Coconut Squash Panang (Nuttzo) Curry with Tofu


One thing endurance athletes always struggle with is getting enough quality food. Amy and I do this thing sometimes when we get home from training that we call "Garbage Eating." I'm sure you're already getting a sense of what we're talking about. We come home, famished, from a swim/bike/run/lift, open the cupboards and the refrigerator, and start eating everything. We're soon full, but who knows about the quality of what we just ate?

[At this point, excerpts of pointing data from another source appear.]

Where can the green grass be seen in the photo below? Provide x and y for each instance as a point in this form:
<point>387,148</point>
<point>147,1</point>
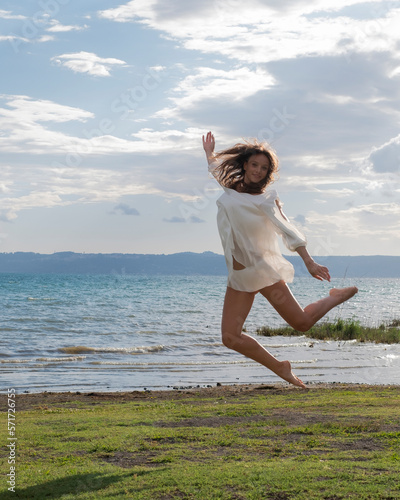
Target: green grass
<point>262,443</point>
<point>342,330</point>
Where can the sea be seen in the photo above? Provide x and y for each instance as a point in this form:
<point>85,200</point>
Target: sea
<point>134,332</point>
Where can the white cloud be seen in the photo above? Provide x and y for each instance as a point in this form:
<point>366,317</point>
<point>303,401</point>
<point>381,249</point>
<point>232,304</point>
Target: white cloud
<point>386,158</point>
<point>7,14</point>
<point>255,31</point>
<point>205,84</point>
<point>57,27</point>
<point>87,62</point>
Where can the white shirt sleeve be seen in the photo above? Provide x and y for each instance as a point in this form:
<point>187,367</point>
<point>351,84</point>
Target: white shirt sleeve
<point>291,236</point>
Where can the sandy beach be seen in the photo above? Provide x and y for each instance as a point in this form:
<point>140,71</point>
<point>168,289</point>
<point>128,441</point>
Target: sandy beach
<point>42,400</point>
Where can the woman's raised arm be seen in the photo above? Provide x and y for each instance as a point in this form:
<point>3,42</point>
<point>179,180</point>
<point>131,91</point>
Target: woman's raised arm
<point>209,146</point>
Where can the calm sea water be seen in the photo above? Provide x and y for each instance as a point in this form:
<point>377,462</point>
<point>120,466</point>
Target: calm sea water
<point>112,333</point>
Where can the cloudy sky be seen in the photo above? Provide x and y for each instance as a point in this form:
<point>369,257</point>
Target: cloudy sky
<point>103,105</point>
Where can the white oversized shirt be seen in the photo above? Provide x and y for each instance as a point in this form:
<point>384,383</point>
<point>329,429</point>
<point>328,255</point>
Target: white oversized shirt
<point>248,226</point>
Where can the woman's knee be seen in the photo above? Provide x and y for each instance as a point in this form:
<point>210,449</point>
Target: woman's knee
<point>301,324</point>
<point>230,340</point>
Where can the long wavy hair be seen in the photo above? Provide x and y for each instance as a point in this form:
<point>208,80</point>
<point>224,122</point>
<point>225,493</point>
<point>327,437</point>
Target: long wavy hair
<point>230,172</point>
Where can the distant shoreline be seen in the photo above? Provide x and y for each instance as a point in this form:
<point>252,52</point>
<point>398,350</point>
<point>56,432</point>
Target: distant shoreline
<point>184,263</point>
<point>27,401</point>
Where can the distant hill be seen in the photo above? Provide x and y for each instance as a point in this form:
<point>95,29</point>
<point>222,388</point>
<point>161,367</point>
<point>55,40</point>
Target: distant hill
<point>186,263</point>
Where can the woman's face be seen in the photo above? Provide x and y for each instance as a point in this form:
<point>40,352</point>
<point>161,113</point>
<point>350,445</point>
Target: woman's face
<point>256,168</point>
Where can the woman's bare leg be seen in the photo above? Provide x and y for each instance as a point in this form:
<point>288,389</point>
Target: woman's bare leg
<point>237,306</point>
<point>281,298</point>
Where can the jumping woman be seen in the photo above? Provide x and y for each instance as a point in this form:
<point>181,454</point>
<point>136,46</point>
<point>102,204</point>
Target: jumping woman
<point>249,219</point>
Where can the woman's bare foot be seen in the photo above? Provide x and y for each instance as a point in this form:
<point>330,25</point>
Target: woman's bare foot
<point>286,373</point>
<point>343,294</point>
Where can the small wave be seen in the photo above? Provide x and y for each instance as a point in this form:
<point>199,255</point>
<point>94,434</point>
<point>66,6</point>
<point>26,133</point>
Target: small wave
<point>63,359</point>
<point>80,349</point>
<point>41,298</point>
<point>15,361</point>
<point>175,363</point>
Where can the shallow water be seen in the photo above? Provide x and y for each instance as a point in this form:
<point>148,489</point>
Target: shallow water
<point>68,332</point>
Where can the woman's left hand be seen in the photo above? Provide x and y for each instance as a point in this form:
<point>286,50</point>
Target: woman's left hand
<point>317,271</point>
<point>209,145</point>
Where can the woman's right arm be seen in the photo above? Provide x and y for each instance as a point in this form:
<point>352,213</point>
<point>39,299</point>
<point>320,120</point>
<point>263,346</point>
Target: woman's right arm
<point>209,146</point>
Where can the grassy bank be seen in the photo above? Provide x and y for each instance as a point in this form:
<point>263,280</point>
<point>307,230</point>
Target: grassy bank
<point>342,330</point>
<point>250,442</point>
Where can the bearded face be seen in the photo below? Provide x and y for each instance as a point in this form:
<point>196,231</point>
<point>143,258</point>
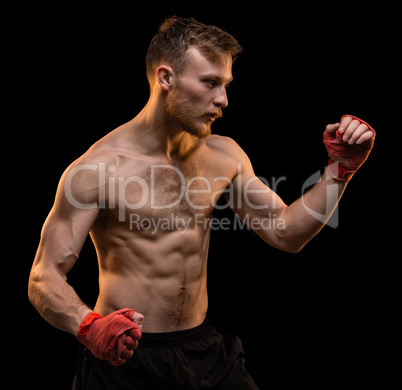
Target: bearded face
<point>199,94</point>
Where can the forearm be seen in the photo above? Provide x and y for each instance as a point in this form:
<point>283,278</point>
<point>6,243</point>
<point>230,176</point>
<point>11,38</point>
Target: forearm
<point>56,300</point>
<point>305,217</point>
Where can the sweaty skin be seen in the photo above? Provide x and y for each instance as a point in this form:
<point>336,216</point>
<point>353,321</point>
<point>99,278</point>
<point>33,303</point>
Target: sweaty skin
<point>145,193</point>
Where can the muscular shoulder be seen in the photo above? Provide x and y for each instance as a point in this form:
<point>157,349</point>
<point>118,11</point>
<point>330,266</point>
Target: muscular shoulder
<point>227,147</point>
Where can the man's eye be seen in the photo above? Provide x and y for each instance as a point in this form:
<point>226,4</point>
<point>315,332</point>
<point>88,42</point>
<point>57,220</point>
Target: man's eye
<point>212,83</point>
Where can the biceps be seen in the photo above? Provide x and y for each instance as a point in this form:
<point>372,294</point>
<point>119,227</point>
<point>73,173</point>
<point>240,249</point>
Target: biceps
<point>256,199</point>
<point>62,239</point>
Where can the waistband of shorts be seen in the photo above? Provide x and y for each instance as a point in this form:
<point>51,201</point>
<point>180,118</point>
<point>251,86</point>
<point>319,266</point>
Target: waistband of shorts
<point>173,339</point>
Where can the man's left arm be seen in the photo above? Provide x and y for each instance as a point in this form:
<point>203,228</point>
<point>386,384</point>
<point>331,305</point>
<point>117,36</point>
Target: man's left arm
<point>289,228</point>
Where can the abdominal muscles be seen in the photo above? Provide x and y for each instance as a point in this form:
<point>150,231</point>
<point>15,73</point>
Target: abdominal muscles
<point>162,276</point>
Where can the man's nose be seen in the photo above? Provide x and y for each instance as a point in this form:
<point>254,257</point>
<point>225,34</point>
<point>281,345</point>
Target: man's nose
<point>221,99</point>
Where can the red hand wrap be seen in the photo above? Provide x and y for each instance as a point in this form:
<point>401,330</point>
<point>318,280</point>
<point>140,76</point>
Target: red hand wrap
<point>354,154</point>
<point>110,338</point>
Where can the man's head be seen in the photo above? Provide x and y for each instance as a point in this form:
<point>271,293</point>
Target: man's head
<point>192,63</point>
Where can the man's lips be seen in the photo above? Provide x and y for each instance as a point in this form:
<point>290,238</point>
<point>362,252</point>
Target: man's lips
<point>212,115</point>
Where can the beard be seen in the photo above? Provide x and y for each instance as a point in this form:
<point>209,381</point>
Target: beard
<point>192,120</point>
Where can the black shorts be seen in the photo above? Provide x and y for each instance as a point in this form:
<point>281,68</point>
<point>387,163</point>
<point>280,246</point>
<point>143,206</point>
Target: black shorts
<point>197,358</point>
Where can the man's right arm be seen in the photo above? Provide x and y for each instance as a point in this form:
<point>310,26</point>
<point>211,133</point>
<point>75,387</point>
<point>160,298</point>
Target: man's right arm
<point>63,235</point>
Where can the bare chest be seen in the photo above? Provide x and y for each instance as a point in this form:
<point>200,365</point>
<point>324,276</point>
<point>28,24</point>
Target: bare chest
<point>145,194</point>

A few years ago, Amy left me a recipe clipping somewhere, physically or virtually, for a coconut panang curry with tofu. It got me thinking about this amazing pumpkin curry I ate, in all seriousness, in The Dalles three years ago. The recipe she'd left me didn't feature a vegetable, so I picked up a butternut squash while doing the shopping, and came home to give the curry I try. Panang curries are usually milder, sweeter dishes than the fierier red and green versions, and often include peanuts or peanut butter in their construction. After cooking the recipe for a few years, and after discovering Nuttzo Nut Butters, I thought about changing the recipe again to accommodate the new ingredient. The result is a nutrient-dense, filling, delicious, one-pot meal. As a side benefit, it's vegan, if that's important to you (but check your curry paste for fish sauce!). Amy and I aren't vegan, but meat consumption is pretty ecologically disastrous, so we keep it limited.  We'd been eating this for about a year before realizing it was not only vegetarian, but vegan, so our Portland cred is a-ok.

Coconut Squash Panang Curry with Tofu and Nuttzo Nut Butter

1 shallot
1" peeled fresh ginger
1 tablespoon canola oil
2 tablespoons turmeric
1 tablespoon cumin
1 tablespoon panang curry paste (I use a brand called "Thai True" that is local to Oregon and kicks ass)
1/4 cup Nuttzo Power Fuel Nut Butter
2 tablespoons light brown sugar
1 cup water
2 14 oz. cans light coconut milk
1 butternut squash, peeled and chopped into 1" cubes
zest of two limes
juice of two limes
2 14 oz. packages of firm tofu
Thai basil or cilantro
Limes, quartered

Chop shallot into fine dice. Grate ginger on a box grater or microplane. Heat oil in a large, deep pot. Sweat the shallot and ginger, stirring frequently to keep the ginger from sticking. Do not brown the shallot! Once the shallot has softened and turned translucent, add the spices and curry paste. Cook for a minute, continuing to stir, until the mixture is fragrant and sticky. Add the nut butter, the brown sugar, and the water. Stir until well blended. Turn heat to low and add the coconut milk and chopped squash. Add a good amount of salt, probably just north of a tablespoon. Add the lime zest and lime juice. Let mixture come back up to a low simmer. As the squash cooks, the curry should reduce and thicken somewhat. You're aiming for a consistency that will coat the back of a spoon. Once the squash is cooked through (probably 15-20 minutes) cut the tofu into 1/2" squares and add to the pot. Let the tofu heat through completely (remember the cardinal rule of tofu: very hot or very cold—never warm) and serve over white or brown rice with chopped thai basil or cilantro, adjusting your seasoning as you take it to the table. Leave each diner with a quartered lime.